The operation of the signal controller 600′ will be described below.

The structure of the image data correction unit 610 of the signal controller 600′ is the same as that of the image data correction unit 610, and, hence, a detailed explanation thereof is omitted in the interests of clarity and simplicity.

First, the color correction unit 620 of the signal controller 600′ corrects the input image signals R, G, and B from the outside such that the color temperature thereof has a predetermined characteristic depending upon the increase or decrease in the gray level, and transmits the corrected image signals to the image data correction unit 610.

As explained with reference to FIGS. 1 to 7, the image data correction unit 610 selects one of the output image data with a lower gray value and the output image data with an upper gray value based on the corrected input image signals R, G, and B, and applies the selected data to the DCC unit 630 and the frame memory 640.

The DCC unit 630 corrects the current output image data depending upon the magnitude of the difference between the current output image data from the image data correction unit 610 and the previous output image data stored at the frame memory 640.

For example, when the current output image data are greater than the previous output image data, the image data that are greater than the current output image data by a predetermined value, being the last output image data, are transmitted to the data driver 500 as data signals DAT′.

However, in the case that the current output image data are smaller than the previous output image data, the image data that are smaller than the current output image data by a predetermined value, being the last output image data, are transmitted to the data driver 500 as the data signals DAT′.

In the case that the current output image data are the same as the previous output image data, the current output image data, being the last output image data, are transmitted to the data driver 500 as the data signals DAT′.
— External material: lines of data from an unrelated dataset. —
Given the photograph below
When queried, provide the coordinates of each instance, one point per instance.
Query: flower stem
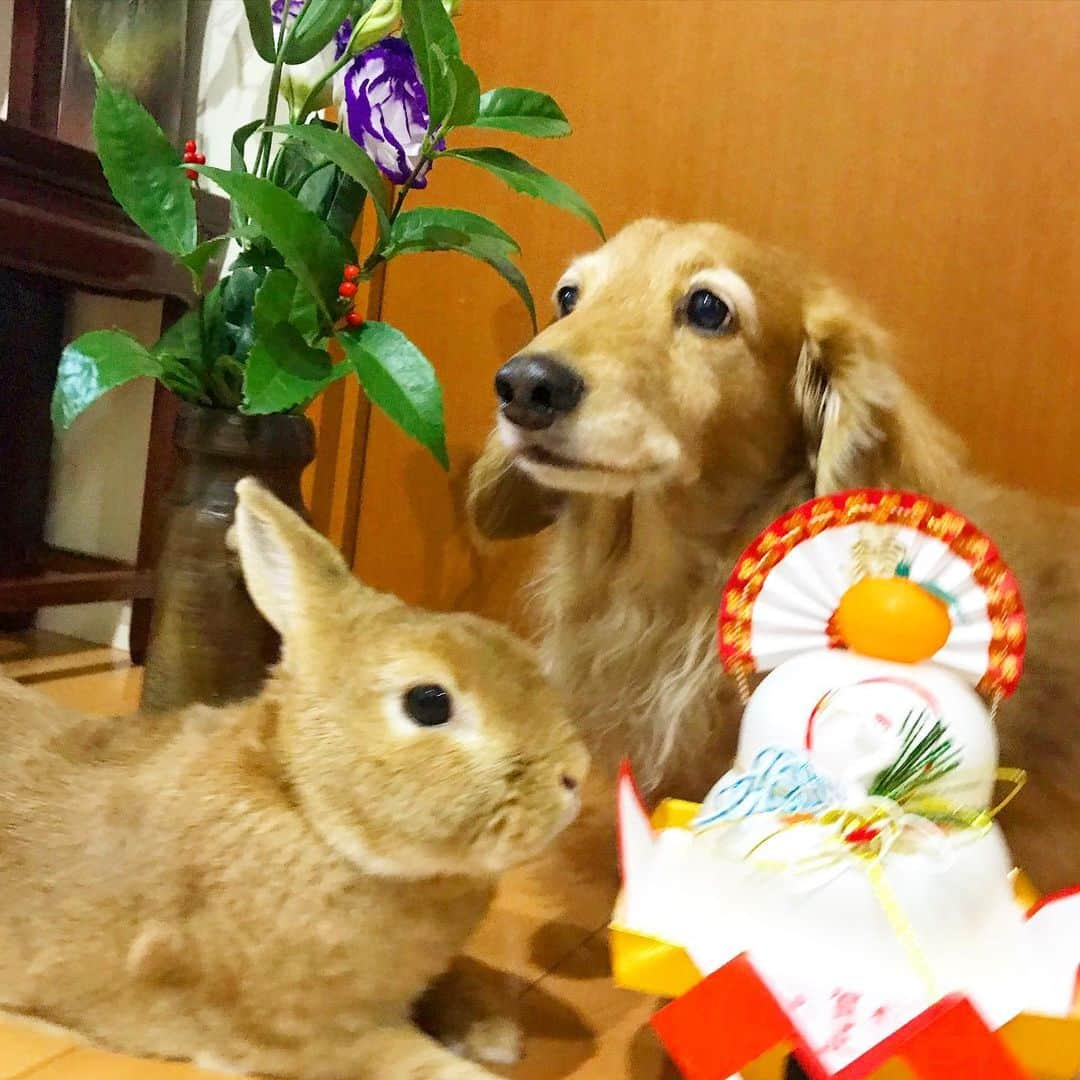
(308, 106)
(284, 37)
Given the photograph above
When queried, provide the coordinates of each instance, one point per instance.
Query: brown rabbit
(271, 886)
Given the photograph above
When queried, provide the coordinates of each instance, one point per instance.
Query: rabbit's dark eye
(429, 705)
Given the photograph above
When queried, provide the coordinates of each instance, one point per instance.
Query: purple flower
(386, 109)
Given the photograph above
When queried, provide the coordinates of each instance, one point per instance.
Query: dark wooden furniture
(61, 229)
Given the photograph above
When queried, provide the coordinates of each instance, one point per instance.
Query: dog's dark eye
(567, 298)
(429, 705)
(706, 311)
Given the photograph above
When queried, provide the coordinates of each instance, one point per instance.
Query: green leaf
(467, 100)
(93, 364)
(400, 380)
(318, 23)
(311, 250)
(240, 137)
(512, 274)
(520, 175)
(439, 229)
(183, 340)
(525, 111)
(229, 313)
(284, 372)
(434, 43)
(140, 165)
(199, 258)
(350, 159)
(261, 27)
(414, 228)
(282, 299)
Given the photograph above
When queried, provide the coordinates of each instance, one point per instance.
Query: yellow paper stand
(1048, 1047)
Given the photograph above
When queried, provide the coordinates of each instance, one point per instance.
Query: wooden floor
(545, 933)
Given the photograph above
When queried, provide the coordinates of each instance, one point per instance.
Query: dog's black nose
(536, 390)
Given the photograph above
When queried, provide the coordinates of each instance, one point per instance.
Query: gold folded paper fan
(886, 574)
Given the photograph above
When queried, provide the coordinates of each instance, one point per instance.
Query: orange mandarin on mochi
(892, 619)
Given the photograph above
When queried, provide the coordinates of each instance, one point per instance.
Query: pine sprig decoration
(926, 755)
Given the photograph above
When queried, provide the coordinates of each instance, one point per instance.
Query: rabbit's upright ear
(291, 570)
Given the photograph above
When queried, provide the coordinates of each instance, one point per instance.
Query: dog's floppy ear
(864, 427)
(503, 501)
(295, 576)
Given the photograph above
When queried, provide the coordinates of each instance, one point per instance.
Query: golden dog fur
(684, 446)
(269, 887)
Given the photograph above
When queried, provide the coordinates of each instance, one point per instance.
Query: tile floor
(545, 932)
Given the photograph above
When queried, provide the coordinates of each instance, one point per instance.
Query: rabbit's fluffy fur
(270, 887)
(686, 444)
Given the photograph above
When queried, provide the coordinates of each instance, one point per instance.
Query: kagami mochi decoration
(844, 891)
(888, 575)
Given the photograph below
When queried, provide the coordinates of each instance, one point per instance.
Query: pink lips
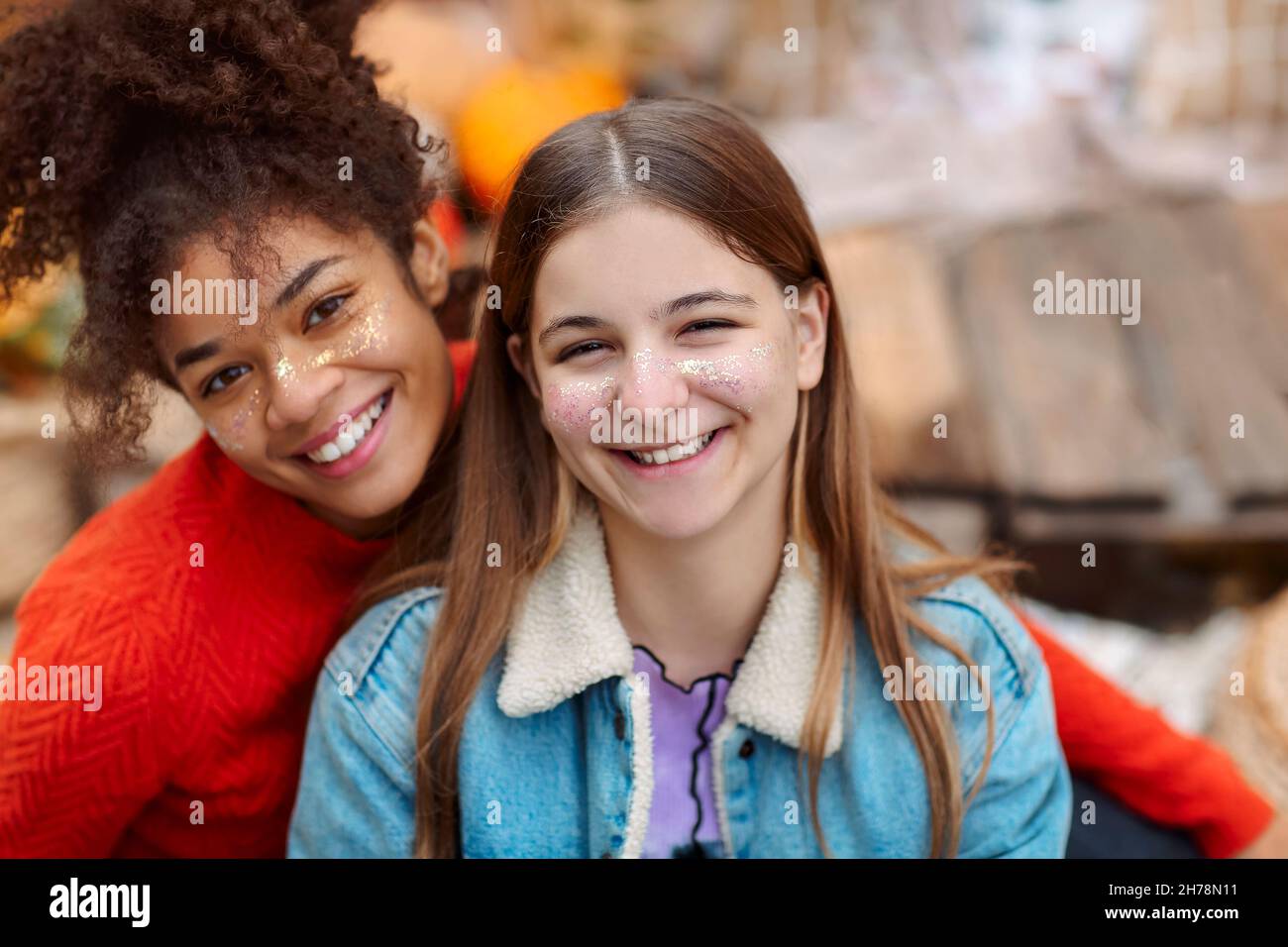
(334, 431)
(361, 455)
(677, 468)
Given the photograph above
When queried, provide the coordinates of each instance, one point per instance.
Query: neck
(351, 526)
(697, 602)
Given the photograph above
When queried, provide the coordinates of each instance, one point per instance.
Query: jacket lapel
(567, 635)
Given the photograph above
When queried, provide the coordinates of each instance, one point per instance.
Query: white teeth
(674, 453)
(351, 436)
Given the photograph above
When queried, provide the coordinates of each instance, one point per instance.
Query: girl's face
(643, 308)
(336, 389)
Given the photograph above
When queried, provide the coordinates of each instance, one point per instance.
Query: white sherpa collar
(567, 637)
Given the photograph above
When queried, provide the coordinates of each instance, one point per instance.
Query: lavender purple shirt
(683, 817)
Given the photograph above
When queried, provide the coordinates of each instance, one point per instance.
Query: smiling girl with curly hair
(206, 141)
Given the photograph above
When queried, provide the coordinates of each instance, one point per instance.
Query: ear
(522, 364)
(814, 309)
(429, 262)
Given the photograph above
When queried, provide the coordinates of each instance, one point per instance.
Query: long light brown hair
(712, 167)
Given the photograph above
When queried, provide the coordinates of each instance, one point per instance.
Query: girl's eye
(323, 311)
(580, 350)
(223, 377)
(707, 325)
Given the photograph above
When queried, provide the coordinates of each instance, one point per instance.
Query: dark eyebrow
(694, 300)
(300, 279)
(197, 354)
(570, 322)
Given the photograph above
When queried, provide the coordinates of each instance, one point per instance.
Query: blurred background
(952, 155)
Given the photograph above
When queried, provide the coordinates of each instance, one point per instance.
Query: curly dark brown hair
(155, 144)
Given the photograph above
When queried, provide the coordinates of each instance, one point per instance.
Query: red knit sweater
(207, 677)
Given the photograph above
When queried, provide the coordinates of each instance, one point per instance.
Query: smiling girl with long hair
(677, 643)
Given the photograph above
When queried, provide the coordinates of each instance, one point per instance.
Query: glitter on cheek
(739, 376)
(224, 444)
(572, 405)
(644, 367)
(370, 333)
(724, 373)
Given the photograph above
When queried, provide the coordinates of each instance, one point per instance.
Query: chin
(674, 519)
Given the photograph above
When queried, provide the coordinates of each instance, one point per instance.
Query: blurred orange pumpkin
(513, 111)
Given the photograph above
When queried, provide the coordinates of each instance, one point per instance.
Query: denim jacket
(555, 758)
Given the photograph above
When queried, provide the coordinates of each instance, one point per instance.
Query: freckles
(370, 333)
(571, 405)
(644, 367)
(231, 441)
(245, 412)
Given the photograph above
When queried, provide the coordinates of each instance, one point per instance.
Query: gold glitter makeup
(231, 442)
(369, 333)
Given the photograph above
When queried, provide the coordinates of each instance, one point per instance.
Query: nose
(651, 380)
(297, 392)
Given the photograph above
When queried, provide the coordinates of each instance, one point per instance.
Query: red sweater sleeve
(71, 779)
(1132, 753)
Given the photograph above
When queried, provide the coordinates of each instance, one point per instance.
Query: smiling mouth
(353, 434)
(681, 451)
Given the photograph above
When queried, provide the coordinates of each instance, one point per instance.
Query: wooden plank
(1261, 240)
(909, 361)
(1059, 388)
(1192, 341)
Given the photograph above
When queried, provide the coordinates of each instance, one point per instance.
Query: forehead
(290, 244)
(634, 260)
(287, 244)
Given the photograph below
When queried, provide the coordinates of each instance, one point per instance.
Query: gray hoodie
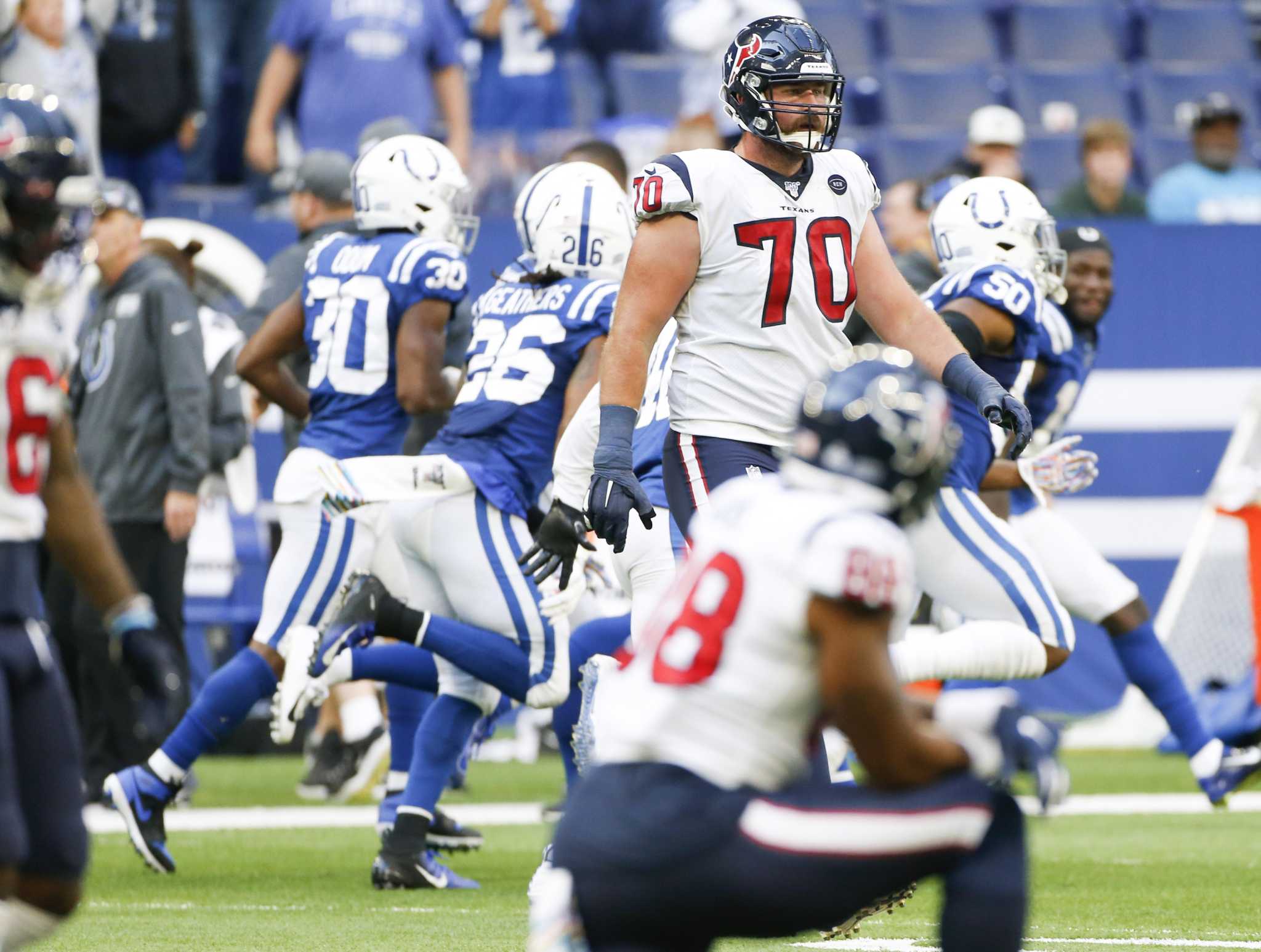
(140, 393)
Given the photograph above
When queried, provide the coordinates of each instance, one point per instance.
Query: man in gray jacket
(140, 401)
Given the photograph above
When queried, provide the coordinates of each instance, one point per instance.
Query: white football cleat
(298, 648)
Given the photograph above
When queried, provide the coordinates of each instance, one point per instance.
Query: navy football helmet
(877, 422)
(781, 49)
(44, 195)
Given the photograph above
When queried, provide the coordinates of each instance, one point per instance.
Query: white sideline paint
(102, 820)
(867, 945)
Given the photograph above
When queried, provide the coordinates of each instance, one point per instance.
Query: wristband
(129, 615)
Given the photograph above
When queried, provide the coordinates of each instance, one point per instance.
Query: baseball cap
(326, 174)
(120, 193)
(384, 129)
(1216, 108)
(995, 125)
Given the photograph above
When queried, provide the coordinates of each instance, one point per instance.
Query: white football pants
(1087, 583)
(970, 560)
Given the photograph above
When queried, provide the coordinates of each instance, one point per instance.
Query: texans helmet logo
(748, 49)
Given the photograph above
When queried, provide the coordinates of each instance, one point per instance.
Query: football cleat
(1240, 767)
(419, 871)
(297, 647)
(355, 607)
(883, 905)
(140, 797)
(445, 834)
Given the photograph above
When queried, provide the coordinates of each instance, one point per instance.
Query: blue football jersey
(1014, 293)
(1066, 358)
(356, 289)
(653, 424)
(526, 343)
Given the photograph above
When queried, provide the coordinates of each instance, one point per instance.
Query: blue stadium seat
(935, 96)
(911, 154)
(647, 85)
(1066, 32)
(940, 31)
(1095, 92)
(1168, 92)
(1198, 31)
(848, 28)
(1052, 162)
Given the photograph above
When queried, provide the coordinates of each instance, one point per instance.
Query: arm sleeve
(664, 187)
(294, 27)
(571, 470)
(860, 559)
(283, 278)
(177, 329)
(228, 429)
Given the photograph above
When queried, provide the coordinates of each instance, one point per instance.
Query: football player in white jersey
(760, 255)
(43, 496)
(700, 821)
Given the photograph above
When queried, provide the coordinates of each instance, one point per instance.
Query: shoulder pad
(665, 186)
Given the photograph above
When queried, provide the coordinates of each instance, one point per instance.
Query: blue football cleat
(419, 871)
(355, 613)
(1240, 767)
(140, 797)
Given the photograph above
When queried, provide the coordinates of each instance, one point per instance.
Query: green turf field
(1168, 878)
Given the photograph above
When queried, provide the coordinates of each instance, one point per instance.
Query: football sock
(360, 718)
(1148, 666)
(989, 651)
(487, 656)
(395, 664)
(986, 892)
(600, 636)
(222, 704)
(23, 923)
(439, 743)
(406, 706)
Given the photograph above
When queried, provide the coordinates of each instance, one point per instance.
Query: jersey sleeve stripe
(595, 301)
(680, 168)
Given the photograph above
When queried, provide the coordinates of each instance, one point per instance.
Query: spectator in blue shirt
(1214, 188)
(360, 61)
(521, 83)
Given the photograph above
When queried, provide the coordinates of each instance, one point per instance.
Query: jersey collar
(792, 186)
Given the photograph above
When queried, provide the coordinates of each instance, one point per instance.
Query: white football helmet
(414, 183)
(576, 222)
(991, 219)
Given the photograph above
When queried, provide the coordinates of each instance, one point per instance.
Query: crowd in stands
(1106, 108)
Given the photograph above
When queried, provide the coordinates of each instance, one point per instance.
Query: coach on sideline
(142, 406)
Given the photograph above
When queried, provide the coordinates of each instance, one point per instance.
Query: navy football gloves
(614, 490)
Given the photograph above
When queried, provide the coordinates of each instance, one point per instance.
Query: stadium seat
(1066, 32)
(940, 31)
(1168, 92)
(848, 28)
(911, 154)
(1052, 162)
(1198, 31)
(1092, 92)
(935, 96)
(647, 85)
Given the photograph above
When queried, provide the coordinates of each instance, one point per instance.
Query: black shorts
(666, 860)
(693, 467)
(42, 828)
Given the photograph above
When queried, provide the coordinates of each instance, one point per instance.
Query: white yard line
(101, 820)
(867, 945)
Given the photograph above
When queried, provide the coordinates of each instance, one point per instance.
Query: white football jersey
(32, 361)
(725, 681)
(773, 290)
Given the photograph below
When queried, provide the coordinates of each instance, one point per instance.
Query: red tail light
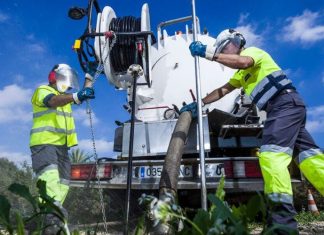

As described above, in the case that the current output image data are different from the previous output image data, the current output image data are increased or decreased so that the pixels quickly approximate the target luminance, and the deterioration in the display image quality due to the delay in response time of the liquid crystal is reduced. Furthermore, as the color correction unit 620 corrects the input image data R, G, and B such that the color temperature thereof has a predetermined characteristic, the display image quality of the LCD may be enhanced.

With the structure according to an exemplary embodiment of the present invention, the input gray value is converted into a pair of lower and upper output gray values forming gamma curves similar to the front gamma curve based on the temporal mean light transmittance, and the converted gray values are alternately attributed to the pixels for the respective frames, so the deterioration in the display image quality due to the difference in contrast ratio between the front of the display and its lateral sides is reduced.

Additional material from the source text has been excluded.